HB 59 created new law that allows home school and private school students who are not even partially-enrolled in a public school to participate in a public school’s extracurricular activities. There are numerous restrictions on this new right. For example, only a home school student’s district of residence is required to allow such participation, and the district may impose whatever normal requirements it does for its own students (e.g. pay to participate fee, academic eligibility, enforcement of prior expulsion periods, etc.). Granted, these normal requirements can be almost meaningless as applied to a home school student: Minimum g.p.a. requirements are the most frequently cited standards that will be impossible to impose for longer-term home school students.
Lost in much of the discussion about these new requirements is the fact that they are substantive law (e.g. not mere spending measures). Because of this, the new extracurricular requirements cannot take effect until 90 days after the Governor signed HB 59. That pushes the effective date to September 29. Why is this important? Because this means there is no law allowing strictly home schooled students to participate in extracurricular activities at this time, and there will not be until well into the fall sports season. It should be noted that prior law allows partial enrollment of home school students at the option of each school district, and OHSAA allows partially enrolled students to participate in extracurricular activities.
Because the law is not yet effective, districts should not allow home school students to participate in fall sports as they get under way in the coming days and weeks. Adding to the confusion is the fact that OHSAA has indicated by a press release that they are treating the law as effective retroactively to July 1. They acknowledge that this decision is not in line with the law, which unquestionably does not exist until September 29.

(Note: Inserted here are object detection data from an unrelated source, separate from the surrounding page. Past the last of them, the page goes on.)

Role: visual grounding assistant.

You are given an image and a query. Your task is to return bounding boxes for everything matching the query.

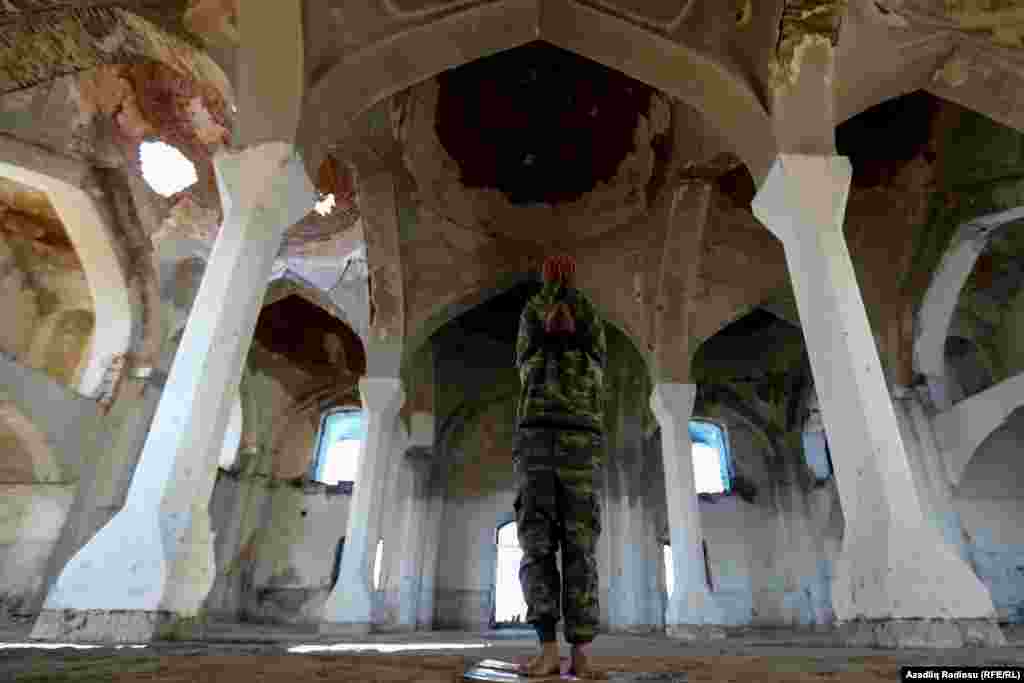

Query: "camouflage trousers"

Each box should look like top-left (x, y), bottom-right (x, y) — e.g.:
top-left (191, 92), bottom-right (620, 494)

top-left (514, 428), bottom-right (604, 643)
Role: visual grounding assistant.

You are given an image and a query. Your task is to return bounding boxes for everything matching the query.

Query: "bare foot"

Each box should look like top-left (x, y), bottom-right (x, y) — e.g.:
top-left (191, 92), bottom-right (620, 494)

top-left (569, 644), bottom-right (607, 681)
top-left (519, 641), bottom-right (561, 676)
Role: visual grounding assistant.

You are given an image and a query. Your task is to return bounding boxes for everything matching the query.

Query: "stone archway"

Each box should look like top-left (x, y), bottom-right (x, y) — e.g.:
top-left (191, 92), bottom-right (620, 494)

top-left (0, 142), bottom-right (135, 397)
top-left (298, 0), bottom-right (775, 184)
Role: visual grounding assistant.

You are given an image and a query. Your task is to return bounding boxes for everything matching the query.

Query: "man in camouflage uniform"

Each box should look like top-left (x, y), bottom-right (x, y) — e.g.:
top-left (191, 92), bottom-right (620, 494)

top-left (514, 257), bottom-right (607, 677)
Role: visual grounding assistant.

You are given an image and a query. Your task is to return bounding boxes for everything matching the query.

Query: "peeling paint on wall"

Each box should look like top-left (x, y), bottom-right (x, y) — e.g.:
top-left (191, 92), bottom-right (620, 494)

top-left (770, 0), bottom-right (847, 89)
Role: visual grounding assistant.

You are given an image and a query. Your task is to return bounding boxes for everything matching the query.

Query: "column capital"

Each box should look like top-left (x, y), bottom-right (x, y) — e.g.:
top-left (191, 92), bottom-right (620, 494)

top-left (213, 142), bottom-right (316, 228)
top-left (359, 377), bottom-right (406, 416)
top-left (751, 154), bottom-right (853, 246)
top-left (650, 382), bottom-right (697, 428)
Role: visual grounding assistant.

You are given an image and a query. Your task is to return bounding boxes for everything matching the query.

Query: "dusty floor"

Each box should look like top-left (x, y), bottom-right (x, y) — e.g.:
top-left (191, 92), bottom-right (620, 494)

top-left (0, 625), bottom-right (1024, 683)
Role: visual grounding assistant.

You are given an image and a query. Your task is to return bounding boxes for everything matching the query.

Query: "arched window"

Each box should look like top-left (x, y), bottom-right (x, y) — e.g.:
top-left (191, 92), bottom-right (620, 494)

top-left (374, 539), bottom-right (384, 591)
top-left (138, 140), bottom-right (199, 197)
top-left (690, 420), bottom-right (732, 494)
top-left (662, 544), bottom-right (676, 598)
top-left (310, 409), bottom-right (366, 485)
top-left (495, 522), bottom-right (526, 625)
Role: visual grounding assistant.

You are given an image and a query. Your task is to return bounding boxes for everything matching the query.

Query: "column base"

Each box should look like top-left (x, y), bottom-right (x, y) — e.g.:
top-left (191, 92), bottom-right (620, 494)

top-left (319, 622), bottom-right (373, 637)
top-left (665, 624), bottom-right (728, 643)
top-left (838, 618), bottom-right (1007, 649)
top-left (31, 609), bottom-right (206, 643)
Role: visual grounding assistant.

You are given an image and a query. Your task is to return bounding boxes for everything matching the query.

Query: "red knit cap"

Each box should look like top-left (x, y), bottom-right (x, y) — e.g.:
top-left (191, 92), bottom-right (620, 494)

top-left (544, 255), bottom-right (575, 283)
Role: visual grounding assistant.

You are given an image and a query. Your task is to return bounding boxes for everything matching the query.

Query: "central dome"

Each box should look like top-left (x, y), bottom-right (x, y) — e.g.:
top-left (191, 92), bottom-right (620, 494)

top-left (437, 42), bottom-right (654, 205)
top-left (392, 42), bottom-right (673, 244)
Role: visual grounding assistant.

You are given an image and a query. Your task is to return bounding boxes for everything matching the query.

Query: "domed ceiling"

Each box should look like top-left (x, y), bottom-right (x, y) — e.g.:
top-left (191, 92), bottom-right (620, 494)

top-left (396, 42), bottom-right (672, 243)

Regardless, districts should follow the requirements of the law, and until September 29 there is no law allowing strictly home schooled students to participate in extracurricular activities. Because many sports either have try-outs prior to September 29, or even if they do not have try-outs they do not allow students to begin participating halfway through the season, it is quite possible that no home school students will be eligible to participate in sports until the winter season. Please note that the new law applies to extracurricular activities other than sports, as well, and for other types of activities it may be appropriate to allow home school student participation starting on September 29.